Wah Keong Rubber Manufactory (華強膠廠)
York Lo: Wah Keong Rubber Manufactory (華強膠廠)
Fong Tse-yan delivering a speech at the Lui Fong Kwong Association dinner at the State Restaurant in 1961 (WKYP, 1961-4-20)
Wah Keong Rubber Manufactory was one of the top five manufacturers of rubber shoes alongside Fung Keong, Canton Bros, Continental and Hong Kong out of the over 100 players in the industry in the late 1940s. Like many of its peers, its history was plagued with labor unrests and industry headwinds.
Wah Keong was founded in 1936 (although as a firm it was not incorporated until 1956) by Fong Tse-yan (方子仁). A native of Dongguan, Fong’s fatherFong Ngok-fai (方萼輝) was a leading straw mat exporter in Dongguan, which has been known for its production of straw mats since before the Opium War and by the early 1910s was exporting over 2 million straw mats to the US and Europe on an annual basis. Fong was born in 1892 and helped his father manage the straw factory of Fou Yuen (阜源) but left for Hong Kong when the business failed in the mid-1930s. In HK, Wah Keong’s original factory was located at 4 Anchor Street. The firm joined the HK General Chamber of Commerce in 1940.
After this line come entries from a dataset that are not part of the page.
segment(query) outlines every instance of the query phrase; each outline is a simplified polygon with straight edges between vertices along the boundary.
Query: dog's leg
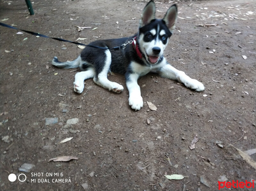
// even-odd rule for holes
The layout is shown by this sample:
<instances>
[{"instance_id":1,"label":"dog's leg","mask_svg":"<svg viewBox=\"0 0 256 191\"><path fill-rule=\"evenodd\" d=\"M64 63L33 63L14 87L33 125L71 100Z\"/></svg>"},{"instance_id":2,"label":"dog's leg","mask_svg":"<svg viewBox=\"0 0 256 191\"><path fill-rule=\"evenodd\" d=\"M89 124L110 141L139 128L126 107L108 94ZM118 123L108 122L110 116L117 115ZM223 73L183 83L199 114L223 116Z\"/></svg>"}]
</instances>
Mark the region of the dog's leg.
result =
<instances>
[{"instance_id":1,"label":"dog's leg","mask_svg":"<svg viewBox=\"0 0 256 191\"><path fill-rule=\"evenodd\" d=\"M95 75L94 70L91 68L86 71L77 72L75 76L74 82L74 91L78 93L81 93L84 90L84 81L86 79L93 77Z\"/></svg>"},{"instance_id":2,"label":"dog's leg","mask_svg":"<svg viewBox=\"0 0 256 191\"><path fill-rule=\"evenodd\" d=\"M158 73L163 77L177 80L183 83L187 87L197 92L204 90L203 84L196 80L191 78L186 75L184 72L177 70L168 63L160 68Z\"/></svg>"},{"instance_id":3,"label":"dog's leg","mask_svg":"<svg viewBox=\"0 0 256 191\"><path fill-rule=\"evenodd\" d=\"M136 73L125 74L126 85L129 91L129 105L135 111L140 110L143 107L140 89L137 83L139 77Z\"/></svg>"},{"instance_id":4,"label":"dog's leg","mask_svg":"<svg viewBox=\"0 0 256 191\"><path fill-rule=\"evenodd\" d=\"M124 90L123 86L116 82L111 82L108 79L108 72L111 64L111 53L109 50L107 50L105 51L105 54L106 58L103 68L97 69L99 70L96 69L97 70L100 70L101 71L98 75L94 76L93 81L99 85L110 91L111 90L115 93L120 93Z\"/></svg>"}]
</instances>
After the War, Wah Keong was constantly in the news for labor issues. According to recollections of leftist union leaders, they specifically targeted Wah Keong as 70% of its 500 workers were female and many of them were left leaning while the working conditions were bad. (香港妇女运动资料汇编, 1937-1949)In late December 1949, a strike broke out at Wah Keong over benefits and was resolved after seven days with intervention from the HK & Kowloon RubberWorkers Union. The owners agreed to a wage increase for all workers ranging from 20-40 cents per 100 pairs of shoes.
In late October 1951, Wah Keong began operating its production line only in the morning for about a month before completely suspending production in late November, affecting the livelihood of over 1000 workers and their families. According to the factory, the suspension was not due to labor issues but the slow sales of their products which were affected by Japanese products flooding the market and while they hope to resume production, they were unclear as to when. (TKP, 1951-11-28)
In March 1952, Wah Keong resumed production after four months of suspension but the labor unrest continued at the firm with workers belonging to the right wing Rubber Shoes Workers Union continued working while the left-wing Rubber & Plastic Workers Union picketed the factory with over 100 pickets for over two months during which police was brought in to maintain the peace while the left wing strikers were supported by the left wing press and “comfort missions” supplying food, umbrella, stools and other supplies were organized by the Federation of Trade Unions. (Benjamin Leung and Stephen Chiu, A Social History of Industrial Strikes and the Labor Movement in Hong Kong 1946-1989) In June, the factory manager Cheung Chun-ah and right-wing workers representative Tang Yu-woon met with the press to clarify that everything was fine at the firm and any rumors of unrest were spread by left wing newspapers. (KSDN, 1952-6-13)
In September 1961, Wah Keong was fined $1000 by the South Kowloon Magistrate for having 19 female workers working overtime in July after 8pm. (WKYP, 1961-9-22)
In 1964, Wah Keong moved to a four-story building at 23-27 Chai Wan Kwok Street in Tsuen Wan.
In April 1967, a fire broke out on the third floor of Wah Keong’s factory where the uppers were made due to electrical wiring issues. Firefighters managed to put out the fire within an hour but most of the machines and uppers on the floor were damaged. At the time 6 of the 300 workers were living in the factory which had its office and assembly department on the second floor and machine and steam rooms on the ground floor. (WKYP, 1967-4-24) By 1969, its factory was located at 259 Apliu Street in Sham Shui Po. (AA Far East Businessman Directory, 1969)
Outside of business, Fong Tse-yan was involved with the Lui Fong Kwong Clansmen Association (雷方鄺宗親會) and served as its chairman in the 1960s.
As a firm, Wah Keong Rubber Manufactory was dissolved in 1975.
This article was first posted on 18th June 2021.